Maurice Savoie est céramiste. Il a choisi de consacrer sa vie à l’un des médiums artistiques les plus anciens du monde. Un médium exigeant, car il engage bien évidemment une part de métier, un savoir technique, une attention à la matière et à ses contraintes. Or, encore aujourd’hui, après 50 ans de métier, Maurice Savoie parle avec passion de la matière sensuelle, malléable, de sa transformation par le feu, de la temporalité qu’elle inscrit.

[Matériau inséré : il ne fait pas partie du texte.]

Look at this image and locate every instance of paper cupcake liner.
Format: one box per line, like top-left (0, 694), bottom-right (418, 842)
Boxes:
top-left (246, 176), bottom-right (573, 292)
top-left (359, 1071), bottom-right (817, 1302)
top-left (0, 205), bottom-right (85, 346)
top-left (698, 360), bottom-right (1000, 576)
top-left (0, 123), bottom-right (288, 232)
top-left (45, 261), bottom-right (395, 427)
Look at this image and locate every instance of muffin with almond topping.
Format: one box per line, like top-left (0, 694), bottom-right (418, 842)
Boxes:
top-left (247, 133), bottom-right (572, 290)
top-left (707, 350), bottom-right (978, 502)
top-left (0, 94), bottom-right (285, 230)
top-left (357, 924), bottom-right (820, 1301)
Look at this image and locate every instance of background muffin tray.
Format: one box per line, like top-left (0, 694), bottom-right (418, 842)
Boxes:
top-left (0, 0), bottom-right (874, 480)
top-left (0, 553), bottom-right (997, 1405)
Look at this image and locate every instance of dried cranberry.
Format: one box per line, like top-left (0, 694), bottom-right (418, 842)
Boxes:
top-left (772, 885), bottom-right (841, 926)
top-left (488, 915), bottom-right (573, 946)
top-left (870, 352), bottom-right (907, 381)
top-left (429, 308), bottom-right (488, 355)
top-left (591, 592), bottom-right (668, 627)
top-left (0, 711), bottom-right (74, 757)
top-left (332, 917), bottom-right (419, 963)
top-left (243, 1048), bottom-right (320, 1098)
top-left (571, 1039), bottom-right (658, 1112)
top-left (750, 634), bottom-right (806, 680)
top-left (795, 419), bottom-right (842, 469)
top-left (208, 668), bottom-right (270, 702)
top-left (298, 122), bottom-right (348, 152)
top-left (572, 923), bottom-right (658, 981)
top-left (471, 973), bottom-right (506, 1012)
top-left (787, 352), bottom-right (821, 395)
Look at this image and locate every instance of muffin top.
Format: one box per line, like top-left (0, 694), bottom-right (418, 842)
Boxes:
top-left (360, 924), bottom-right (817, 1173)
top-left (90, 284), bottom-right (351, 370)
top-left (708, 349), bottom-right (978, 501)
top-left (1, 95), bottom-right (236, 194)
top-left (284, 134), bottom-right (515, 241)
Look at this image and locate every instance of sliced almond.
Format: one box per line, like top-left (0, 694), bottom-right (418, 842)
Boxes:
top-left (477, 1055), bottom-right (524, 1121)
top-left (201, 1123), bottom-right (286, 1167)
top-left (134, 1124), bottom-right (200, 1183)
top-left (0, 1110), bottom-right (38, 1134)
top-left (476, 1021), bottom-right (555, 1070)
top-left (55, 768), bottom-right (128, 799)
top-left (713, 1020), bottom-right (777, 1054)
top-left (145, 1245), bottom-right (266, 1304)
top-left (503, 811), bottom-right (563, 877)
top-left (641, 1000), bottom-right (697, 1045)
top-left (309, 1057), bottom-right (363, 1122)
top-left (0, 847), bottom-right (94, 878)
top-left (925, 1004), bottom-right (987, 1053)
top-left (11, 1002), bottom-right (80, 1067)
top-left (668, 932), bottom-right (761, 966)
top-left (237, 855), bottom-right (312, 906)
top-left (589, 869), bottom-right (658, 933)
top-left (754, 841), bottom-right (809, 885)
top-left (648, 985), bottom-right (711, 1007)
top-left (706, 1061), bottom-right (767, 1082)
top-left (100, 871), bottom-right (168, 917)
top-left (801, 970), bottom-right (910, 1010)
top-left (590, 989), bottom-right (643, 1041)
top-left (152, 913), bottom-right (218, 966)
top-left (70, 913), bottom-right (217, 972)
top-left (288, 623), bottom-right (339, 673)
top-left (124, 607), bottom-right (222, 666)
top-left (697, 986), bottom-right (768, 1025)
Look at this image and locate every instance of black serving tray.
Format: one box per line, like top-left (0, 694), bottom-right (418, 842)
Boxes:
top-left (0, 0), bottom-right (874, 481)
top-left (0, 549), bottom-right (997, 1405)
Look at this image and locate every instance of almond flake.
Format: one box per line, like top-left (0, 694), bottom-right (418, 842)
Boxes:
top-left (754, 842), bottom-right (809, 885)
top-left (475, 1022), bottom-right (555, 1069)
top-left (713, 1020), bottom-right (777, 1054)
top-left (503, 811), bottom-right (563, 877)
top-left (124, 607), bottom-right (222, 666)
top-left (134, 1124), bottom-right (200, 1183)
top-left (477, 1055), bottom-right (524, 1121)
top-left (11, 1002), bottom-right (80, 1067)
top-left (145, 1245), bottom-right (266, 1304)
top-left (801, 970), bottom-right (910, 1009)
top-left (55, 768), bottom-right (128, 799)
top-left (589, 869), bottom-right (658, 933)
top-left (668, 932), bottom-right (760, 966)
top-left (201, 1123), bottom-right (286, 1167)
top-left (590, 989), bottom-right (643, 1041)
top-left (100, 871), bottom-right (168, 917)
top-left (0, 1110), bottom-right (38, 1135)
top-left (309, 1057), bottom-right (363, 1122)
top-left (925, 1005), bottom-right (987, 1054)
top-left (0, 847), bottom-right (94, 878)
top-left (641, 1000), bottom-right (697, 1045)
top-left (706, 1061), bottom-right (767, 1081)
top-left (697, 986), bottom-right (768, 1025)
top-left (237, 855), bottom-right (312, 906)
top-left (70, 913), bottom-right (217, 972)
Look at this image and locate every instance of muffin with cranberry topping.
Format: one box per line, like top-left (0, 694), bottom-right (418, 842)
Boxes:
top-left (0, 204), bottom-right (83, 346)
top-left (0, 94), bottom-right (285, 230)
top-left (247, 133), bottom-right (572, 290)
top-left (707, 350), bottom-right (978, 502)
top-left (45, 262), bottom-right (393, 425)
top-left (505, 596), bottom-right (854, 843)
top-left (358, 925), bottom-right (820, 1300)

Il nous faudra souligner, d’entrée de jeu, que Maurice Savoie est le premier lauréat du prix Paul-Émile-Borduas à être associé au domaine des métiers d’art. Il serait cependant également le premier à souligner la relativité d’une telle catégorisation. D’abord et avant tout créateur, Maurice Savoie a, dès les premières années de sa formation, recherché la rencontre fertile de l’apprentissage technique, de l’approche sculpturale et d’une connaissance approfondie de l’histoire de l’art. Il a côtoyé les plus grands artisans européens et canadiens. Il est de ces artistes, cinéastes et écrivains qui, au cours de la Révolution tranquille, auront rêvé et porté une culture en devenir. En tant que céramiste, il a ouvert toutes les portes. Et par son écriture constamment renouvelée, il nous a révélé l’ouverture infinie du langage de la terre. Ainsi, toute sa production témoigne d’un respect profond pour l’histoire et les possibilités de ce médium qui, tout autant qu’il est associé aux civilisations les plus anciennes, aura, il faut le rappeler, accompagné la plupart des avant-gardes du xxe siècle.

L’apport important de Maurice Savoie réside très certainement dans sa volonté incessante d’aborder la céramique dans une attitude d’expérimentation et de recherche. À cet égard, il se révèle un modèle et un maître pour plusieurs générations de créateurs et de créatrices qui se sont nourries de son influence au fil des cinq dernières décennies. Car non seulement se sera-t-il consacré à l’enseignement pendant de nombreuses années, mais il demeure, encore aujourd’hui, une source d’inspiration pour ceux et celles qui ont choisi la terre comme médium d’expression. C’est donc tout autant à l’apport technique qu’à l’ouverture de multiples avenues de sens que l’on doit la richesse de sa contribution.

Favorisant d’abord et avant tout la création d’objets uniques, il exploite les possibilités formelles de la céramique tout en puisant, aux confins de son histoire, l’amorce de mythologies hybrides et réinventées. Sous son oeil, la terre se rappelle, relance les références aux écritures les plus anciennes, aux civilisations lointaines qui en ont développé les formes, aux multiples modes d’inscription de cette matière dont il désire profiter sans relâche. L’objet devient ainsi porteur d’une histoire toujours vivante et à refaire. Pour Maurice Savoie, la terre raconte mille fables et récits portés par le temps.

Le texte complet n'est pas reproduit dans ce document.